Democrat hostility to intelligence

Michael Hayden:

When CIA officers went to work at the Langley headquarters last Tuesday, the first item in the daily press summary prepared by their public affairs office took their breath away.

"Democrats: CIA Out to Get Us" was the way Politico headlined a piece on recent Capitol Hill events. For an agency that had been criticized from the right for a supposed organized campaign to undermine President Bush in the 2004 election and criticized again in 2007 for a national intelligence estimate that was purportedly written and timed to undercut the administration's Iran policy, the accusation must have seemed like comic relief.

Comic relief or not, any smiles were gone by midday Thursday when House Speaker Nancy Pelosi explicitly accused the agency of lying - "The CIA comes to the Congress, withholds information about the timing and theuse of this subject" - and of lying frequently - "They mislead us all the time."

Sen.
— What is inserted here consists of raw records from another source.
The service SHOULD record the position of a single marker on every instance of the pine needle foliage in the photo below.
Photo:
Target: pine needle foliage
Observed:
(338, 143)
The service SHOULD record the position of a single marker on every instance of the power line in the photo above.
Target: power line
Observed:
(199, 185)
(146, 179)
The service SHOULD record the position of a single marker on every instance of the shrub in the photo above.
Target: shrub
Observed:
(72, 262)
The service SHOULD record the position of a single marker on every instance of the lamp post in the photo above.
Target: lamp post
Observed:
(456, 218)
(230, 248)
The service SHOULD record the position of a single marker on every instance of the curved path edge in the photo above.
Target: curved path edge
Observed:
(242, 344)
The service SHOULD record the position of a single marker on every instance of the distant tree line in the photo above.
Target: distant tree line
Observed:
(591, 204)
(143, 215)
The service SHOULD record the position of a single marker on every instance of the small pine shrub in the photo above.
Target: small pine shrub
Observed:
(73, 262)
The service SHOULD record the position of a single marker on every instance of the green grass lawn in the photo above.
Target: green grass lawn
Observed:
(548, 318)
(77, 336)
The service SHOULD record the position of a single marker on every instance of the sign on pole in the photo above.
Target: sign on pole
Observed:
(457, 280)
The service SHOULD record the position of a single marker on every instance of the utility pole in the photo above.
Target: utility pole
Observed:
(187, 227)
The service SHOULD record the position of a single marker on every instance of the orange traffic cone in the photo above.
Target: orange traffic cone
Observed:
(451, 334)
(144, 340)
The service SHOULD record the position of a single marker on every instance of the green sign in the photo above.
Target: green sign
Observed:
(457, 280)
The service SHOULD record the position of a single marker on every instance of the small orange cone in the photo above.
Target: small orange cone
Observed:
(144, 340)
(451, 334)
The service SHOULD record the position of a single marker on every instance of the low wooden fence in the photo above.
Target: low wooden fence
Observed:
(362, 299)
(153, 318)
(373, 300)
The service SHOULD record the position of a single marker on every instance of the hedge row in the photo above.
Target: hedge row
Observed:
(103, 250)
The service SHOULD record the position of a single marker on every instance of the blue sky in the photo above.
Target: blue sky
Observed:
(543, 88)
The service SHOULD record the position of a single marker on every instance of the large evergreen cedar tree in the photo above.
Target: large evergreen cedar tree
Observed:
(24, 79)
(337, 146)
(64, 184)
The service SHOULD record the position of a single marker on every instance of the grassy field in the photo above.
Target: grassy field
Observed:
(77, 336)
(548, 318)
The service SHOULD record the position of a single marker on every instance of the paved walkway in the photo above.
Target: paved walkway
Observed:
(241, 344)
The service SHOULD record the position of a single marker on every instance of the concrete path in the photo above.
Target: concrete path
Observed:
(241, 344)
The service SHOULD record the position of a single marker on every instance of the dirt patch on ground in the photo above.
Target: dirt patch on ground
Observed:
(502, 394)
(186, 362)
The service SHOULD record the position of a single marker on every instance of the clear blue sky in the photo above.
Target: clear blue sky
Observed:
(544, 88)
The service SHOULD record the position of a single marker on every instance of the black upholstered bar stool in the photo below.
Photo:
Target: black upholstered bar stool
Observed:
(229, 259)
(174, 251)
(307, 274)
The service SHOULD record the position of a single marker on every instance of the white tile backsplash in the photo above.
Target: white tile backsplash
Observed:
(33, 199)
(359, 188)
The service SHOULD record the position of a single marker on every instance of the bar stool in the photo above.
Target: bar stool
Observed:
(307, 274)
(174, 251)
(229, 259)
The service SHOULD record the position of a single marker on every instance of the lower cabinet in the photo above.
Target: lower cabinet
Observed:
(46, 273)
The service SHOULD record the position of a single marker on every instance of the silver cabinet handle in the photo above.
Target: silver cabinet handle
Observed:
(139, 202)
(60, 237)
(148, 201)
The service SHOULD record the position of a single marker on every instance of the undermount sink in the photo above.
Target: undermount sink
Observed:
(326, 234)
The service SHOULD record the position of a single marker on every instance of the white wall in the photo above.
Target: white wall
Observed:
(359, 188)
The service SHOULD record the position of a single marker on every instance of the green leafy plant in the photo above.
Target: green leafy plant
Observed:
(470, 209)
Dianne Feinstein, chairman of the Senate Select Committee on Intelligence, hastened to add, "The CIA is not an agency that is above not telling the truth." Rep. Anna G. Eshoo, a senior member on the House Permanent Select Committee on Intelligence, chimed in: "You have to play 20 questions with them. They are not forthcoming with information."

In my first hand-off with the new CIA Director, Leon E. Panetta, I told him that one area I felt needed a lot of improvement was the relationship between the agency and Congress. I pointed out that we had tried hard. In practically every category of dialogue with the Hill - briefings, hearings, written notifications - the statistics for CIA engagement with the 110th Congress dwarfed those for any of its predecessors. But more information did not routinely lead to any calming of the atmosphere. It was just wild.

At the height of the Iraq surge debate, for example, we briefed a wide swath of congressional members. Because of the superheated atmosphere, we prepared our analysts (many of whom were now very junior because of our recent hiring) with a short sentence to help them cut off overly contentious or overtly partisan sessions: "I'm sorry, but I will be unable to continue our dialogue if you continue to question my integrity or that of my Agency."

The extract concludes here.